29 December 2017 (online)
A great deal of interest has been directed during the last few years to the auto-immune phenomena in disease, in which immune reactions of antigen antibody type take place between the organism and one of its own tissues or organs. The research workers have been busy unveiling these immune phenomena, originally discovered in relation to Hashimoto’s disease of the thyroid, in an ever widening range of diseases, notably the so-called collagen diseases, including rheumatoid arthritis, rheumatic fever, scleroderma, dermatomyositis, periarteritis nodosa, lupus erythematosus, and in certain non-specific granulomata, particularly ulcerative colitis and Crohn’s disease, as well as in such conditions as virus hepatitis and cirrhosis of the liver. Certain problems of carcinoma are also being studied from this point of view and there are reports from Japan of successful results following the transplantation of portions of a patient’s turnout into another and healthy part of the same patient. There is a divergence of opinion as to whether these auto-immune reactions are the cause of or merely attendant phenomena to the disease processes. A considerable amount of evidence supports the view (certainly in respect of the collagen diseases) that these phenomena arise subsequent to the disease, and depend on the same causes, perhaps disturbances of enzyme systems, as do the rest of the disease phenomena. That the enzyme disturbances themselves are only an effect and not causative in any ultimate sense is also obvious and so long as we stay within this essentially mechanical realm we will remain outside the realm of real causes.

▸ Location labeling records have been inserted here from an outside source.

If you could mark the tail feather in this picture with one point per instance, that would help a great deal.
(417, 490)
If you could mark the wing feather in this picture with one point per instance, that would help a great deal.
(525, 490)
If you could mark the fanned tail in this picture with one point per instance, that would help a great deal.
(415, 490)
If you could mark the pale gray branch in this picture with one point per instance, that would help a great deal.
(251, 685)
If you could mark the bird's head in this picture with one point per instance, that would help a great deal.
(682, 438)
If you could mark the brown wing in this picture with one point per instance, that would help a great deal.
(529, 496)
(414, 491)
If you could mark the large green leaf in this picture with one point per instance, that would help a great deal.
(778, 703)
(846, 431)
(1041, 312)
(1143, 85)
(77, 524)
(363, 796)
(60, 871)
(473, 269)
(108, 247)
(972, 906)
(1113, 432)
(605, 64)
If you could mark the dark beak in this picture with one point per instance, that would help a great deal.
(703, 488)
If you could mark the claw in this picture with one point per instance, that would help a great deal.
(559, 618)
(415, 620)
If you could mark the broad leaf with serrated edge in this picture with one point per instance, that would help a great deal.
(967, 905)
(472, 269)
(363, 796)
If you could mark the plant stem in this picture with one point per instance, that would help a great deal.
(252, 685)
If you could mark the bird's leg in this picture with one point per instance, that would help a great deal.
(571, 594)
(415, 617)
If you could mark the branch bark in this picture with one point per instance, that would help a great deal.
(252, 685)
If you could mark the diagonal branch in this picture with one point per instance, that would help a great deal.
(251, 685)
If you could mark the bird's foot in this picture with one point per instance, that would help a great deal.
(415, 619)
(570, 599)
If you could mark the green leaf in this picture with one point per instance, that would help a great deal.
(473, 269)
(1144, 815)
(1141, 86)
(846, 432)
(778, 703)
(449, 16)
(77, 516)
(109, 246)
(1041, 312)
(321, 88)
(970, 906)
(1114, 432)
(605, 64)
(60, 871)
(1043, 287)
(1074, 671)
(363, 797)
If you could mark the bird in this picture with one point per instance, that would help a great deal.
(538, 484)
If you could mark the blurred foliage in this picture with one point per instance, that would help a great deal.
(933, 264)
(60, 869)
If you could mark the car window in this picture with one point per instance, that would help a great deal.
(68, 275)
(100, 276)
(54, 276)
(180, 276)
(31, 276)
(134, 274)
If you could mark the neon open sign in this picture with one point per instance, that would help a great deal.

It has also become well established that arthritis clinically very similar to rheumatoid arthritis may manifest in the course of carcinomatous disease, not only in cancer of the lung, but also in cancer of practically any organ. Following the removal or control of the primary tumour, all the joint symptoms may clear up in a few days. It has been suggested that these phenomena also belong to these auto-immune reactions, as well as the arthritides associated with colitis and other conditions.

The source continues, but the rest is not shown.